At our institution, patients with planned cardiothoracic surgery often undergo an ECG-synchronized CT examination of the thoracic aorta to aid in preoperative planning (routinely in cases of repeat sternotomy). Typically, we acquire single phase ECG-synchronized preoperative CT images for the assessment of the proximity of cardiovascular structures to retrosternal regions and the presence and extent of aortic atheroma. Additionally, complications related to IE may also be evaluated on these CT images, with implications for clinical management. Compared to 4D-CT, these single-phase ECG-gated CT images are easier to acquire, relatively operator independent and require less patient preparation; these exams can be requested and performed at any time in our institution. While there are a number of reports on the accuracy and value of 4D-CT for evaluation of IE, there is no published data regarding the performance of single-phase ECG gated CT for assessment of IE (4-6,11). In this investigation, we sought to evaluate the role of CT imaging in the preoperative assessment of patients with established IE and to compare the results of CT with those of TEE and intraoperative findings.

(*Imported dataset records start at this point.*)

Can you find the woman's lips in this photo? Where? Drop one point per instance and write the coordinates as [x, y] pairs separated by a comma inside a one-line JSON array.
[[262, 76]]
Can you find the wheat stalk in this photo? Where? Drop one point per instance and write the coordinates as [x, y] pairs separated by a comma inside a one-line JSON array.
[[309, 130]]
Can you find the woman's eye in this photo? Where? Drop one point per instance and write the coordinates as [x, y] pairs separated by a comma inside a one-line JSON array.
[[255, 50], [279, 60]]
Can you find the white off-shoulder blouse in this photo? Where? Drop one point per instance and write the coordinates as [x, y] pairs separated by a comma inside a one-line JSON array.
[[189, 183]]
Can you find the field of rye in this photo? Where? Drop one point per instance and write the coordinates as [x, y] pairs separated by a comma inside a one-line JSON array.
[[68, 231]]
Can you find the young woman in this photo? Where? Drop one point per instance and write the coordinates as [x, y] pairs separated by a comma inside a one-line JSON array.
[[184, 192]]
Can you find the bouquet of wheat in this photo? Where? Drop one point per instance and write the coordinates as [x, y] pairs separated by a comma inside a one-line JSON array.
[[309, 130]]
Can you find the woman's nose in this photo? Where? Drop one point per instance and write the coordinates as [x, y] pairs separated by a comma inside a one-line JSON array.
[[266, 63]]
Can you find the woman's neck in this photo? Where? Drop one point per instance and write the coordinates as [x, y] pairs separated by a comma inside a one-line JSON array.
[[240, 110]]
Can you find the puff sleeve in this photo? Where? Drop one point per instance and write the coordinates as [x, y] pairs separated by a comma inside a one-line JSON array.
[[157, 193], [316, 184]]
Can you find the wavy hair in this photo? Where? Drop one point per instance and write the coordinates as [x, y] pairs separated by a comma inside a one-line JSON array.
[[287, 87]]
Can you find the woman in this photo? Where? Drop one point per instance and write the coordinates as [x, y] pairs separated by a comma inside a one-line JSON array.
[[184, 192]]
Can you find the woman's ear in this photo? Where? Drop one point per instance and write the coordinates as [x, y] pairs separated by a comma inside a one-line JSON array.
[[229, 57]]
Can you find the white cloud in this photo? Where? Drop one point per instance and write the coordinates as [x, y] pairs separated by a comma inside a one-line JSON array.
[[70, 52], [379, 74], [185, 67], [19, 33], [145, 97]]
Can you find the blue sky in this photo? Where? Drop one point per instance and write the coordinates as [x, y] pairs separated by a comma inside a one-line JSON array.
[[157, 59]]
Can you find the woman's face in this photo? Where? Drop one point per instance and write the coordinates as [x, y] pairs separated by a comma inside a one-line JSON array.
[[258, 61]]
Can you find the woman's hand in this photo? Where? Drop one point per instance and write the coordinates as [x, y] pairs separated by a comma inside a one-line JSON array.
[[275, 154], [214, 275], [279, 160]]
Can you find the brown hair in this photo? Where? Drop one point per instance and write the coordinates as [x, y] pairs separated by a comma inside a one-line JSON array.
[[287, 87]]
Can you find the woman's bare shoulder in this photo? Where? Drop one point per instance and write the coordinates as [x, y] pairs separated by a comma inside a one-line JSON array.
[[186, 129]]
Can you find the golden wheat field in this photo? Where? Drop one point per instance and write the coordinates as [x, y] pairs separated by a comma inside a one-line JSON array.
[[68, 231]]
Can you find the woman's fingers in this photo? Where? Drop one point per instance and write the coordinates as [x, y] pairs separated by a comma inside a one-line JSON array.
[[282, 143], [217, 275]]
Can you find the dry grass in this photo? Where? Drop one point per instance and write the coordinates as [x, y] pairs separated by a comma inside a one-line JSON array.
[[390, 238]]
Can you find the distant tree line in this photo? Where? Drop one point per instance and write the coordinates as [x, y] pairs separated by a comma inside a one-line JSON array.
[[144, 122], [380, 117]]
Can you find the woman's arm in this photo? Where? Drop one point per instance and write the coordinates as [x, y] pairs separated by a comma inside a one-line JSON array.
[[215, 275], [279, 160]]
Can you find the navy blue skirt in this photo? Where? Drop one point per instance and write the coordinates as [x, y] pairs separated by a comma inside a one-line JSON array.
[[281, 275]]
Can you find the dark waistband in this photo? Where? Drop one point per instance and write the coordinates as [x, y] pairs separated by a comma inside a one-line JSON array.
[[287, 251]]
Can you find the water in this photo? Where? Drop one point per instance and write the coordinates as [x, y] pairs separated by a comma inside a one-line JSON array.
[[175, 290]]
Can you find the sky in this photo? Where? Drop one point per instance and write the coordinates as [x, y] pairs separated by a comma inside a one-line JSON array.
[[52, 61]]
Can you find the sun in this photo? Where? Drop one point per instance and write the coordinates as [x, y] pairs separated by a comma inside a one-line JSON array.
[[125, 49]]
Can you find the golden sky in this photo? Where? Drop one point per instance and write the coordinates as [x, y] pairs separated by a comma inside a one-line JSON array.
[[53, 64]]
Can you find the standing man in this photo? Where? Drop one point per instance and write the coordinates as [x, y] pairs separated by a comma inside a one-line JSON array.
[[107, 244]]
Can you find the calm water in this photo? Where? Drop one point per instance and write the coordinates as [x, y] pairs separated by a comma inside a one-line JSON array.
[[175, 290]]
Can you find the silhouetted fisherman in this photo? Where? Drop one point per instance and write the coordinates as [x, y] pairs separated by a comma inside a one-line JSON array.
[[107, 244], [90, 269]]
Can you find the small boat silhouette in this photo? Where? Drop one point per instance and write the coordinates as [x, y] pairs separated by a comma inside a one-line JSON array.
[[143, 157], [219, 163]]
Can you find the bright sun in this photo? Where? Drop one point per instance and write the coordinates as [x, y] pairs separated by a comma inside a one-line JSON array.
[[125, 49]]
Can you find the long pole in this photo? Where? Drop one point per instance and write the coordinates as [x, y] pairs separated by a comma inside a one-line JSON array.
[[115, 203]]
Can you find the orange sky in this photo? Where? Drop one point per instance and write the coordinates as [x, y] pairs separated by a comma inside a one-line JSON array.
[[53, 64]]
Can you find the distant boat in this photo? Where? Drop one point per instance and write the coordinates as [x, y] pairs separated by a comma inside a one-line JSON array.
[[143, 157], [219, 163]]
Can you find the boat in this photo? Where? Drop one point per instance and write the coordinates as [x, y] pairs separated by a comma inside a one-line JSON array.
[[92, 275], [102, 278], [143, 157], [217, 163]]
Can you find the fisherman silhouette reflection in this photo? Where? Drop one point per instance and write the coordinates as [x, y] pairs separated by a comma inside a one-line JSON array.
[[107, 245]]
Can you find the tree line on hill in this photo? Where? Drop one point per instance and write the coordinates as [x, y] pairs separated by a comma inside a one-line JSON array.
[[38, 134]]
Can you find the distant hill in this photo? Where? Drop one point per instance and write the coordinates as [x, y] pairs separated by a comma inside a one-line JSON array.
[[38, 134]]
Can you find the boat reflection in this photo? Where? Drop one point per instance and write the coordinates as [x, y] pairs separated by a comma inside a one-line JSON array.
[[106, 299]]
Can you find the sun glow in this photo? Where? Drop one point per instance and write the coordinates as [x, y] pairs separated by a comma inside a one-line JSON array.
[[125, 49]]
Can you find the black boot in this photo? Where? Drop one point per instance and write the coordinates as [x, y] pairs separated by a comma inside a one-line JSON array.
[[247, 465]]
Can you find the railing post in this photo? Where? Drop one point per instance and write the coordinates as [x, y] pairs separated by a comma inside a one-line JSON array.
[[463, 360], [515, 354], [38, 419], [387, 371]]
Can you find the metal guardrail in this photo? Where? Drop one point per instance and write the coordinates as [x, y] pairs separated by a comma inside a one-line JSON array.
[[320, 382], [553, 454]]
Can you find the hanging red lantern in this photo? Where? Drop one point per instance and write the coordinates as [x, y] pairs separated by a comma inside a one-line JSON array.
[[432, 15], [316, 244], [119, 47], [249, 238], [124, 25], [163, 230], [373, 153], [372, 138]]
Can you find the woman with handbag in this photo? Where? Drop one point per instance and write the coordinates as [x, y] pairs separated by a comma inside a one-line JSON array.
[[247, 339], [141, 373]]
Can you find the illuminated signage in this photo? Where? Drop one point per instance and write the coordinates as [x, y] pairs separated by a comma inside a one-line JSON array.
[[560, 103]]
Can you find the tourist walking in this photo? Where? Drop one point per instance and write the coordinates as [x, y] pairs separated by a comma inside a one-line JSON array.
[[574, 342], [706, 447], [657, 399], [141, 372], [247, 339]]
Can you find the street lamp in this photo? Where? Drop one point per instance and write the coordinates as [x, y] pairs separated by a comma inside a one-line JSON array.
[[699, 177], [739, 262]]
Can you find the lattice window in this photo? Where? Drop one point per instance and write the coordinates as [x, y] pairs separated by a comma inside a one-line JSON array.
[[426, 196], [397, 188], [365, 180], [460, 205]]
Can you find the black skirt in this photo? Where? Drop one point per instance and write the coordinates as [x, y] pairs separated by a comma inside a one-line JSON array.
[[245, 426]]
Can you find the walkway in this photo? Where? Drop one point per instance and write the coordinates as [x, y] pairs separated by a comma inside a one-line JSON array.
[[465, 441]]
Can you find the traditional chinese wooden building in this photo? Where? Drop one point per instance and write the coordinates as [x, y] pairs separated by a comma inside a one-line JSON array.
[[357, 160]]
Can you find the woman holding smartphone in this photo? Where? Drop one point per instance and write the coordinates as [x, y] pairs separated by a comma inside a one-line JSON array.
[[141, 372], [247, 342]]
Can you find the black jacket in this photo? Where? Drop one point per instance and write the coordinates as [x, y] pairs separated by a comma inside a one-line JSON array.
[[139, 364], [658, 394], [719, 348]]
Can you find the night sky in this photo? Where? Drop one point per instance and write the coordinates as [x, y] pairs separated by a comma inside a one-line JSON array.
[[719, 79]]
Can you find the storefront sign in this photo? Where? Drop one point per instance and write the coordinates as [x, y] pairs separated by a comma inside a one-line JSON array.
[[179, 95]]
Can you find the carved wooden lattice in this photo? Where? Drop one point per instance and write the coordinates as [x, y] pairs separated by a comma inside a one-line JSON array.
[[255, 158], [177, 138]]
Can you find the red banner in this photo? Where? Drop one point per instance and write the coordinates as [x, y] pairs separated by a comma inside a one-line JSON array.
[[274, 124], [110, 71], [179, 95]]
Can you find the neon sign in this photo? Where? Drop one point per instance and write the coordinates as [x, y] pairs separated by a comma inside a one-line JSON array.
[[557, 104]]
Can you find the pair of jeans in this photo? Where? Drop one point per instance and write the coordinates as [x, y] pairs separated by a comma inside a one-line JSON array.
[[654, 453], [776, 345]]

Institutional Review Board approval was obtained for this retrospective review with a waiver of informed consent. We retrospectively searched an institutional database of surgically confirmed IE cases for the presence of contrast-enhanced ECG-synchronized CT scans. Inclusion criteria were as follows: (I) patients had surgically proven IE on gross examination and pathologically proven IE with positive causative organism on tissue culture and microscopic examination; and (II) patients had a contrast enhanced ECG gated CT study (either prospective or retrospective synchronization) for pre-surgical evaluation.
Exclusion criteria: (I) patients with negative culture and pathology findings from surgical tissue; (II) patients with non-contrast enhanced and/or non-ECG gated CT scan for pre-surgical evaluation; (III) patients with CT scan performed at an outside institution.
All patients had intraoperative TEE examinations, however these reports were not included in final analysis to avoid bias introduced by surgical feedback at time of acquisition. To evaluate true clinical performance of both CT and TEE imaging, we assessed only initial imaging reports generated before surgery in this investigation, to avoid bias potentially introduced by operating room interactions. Only TEE studies performed and/or interpreted at our hospital were included in the analysis.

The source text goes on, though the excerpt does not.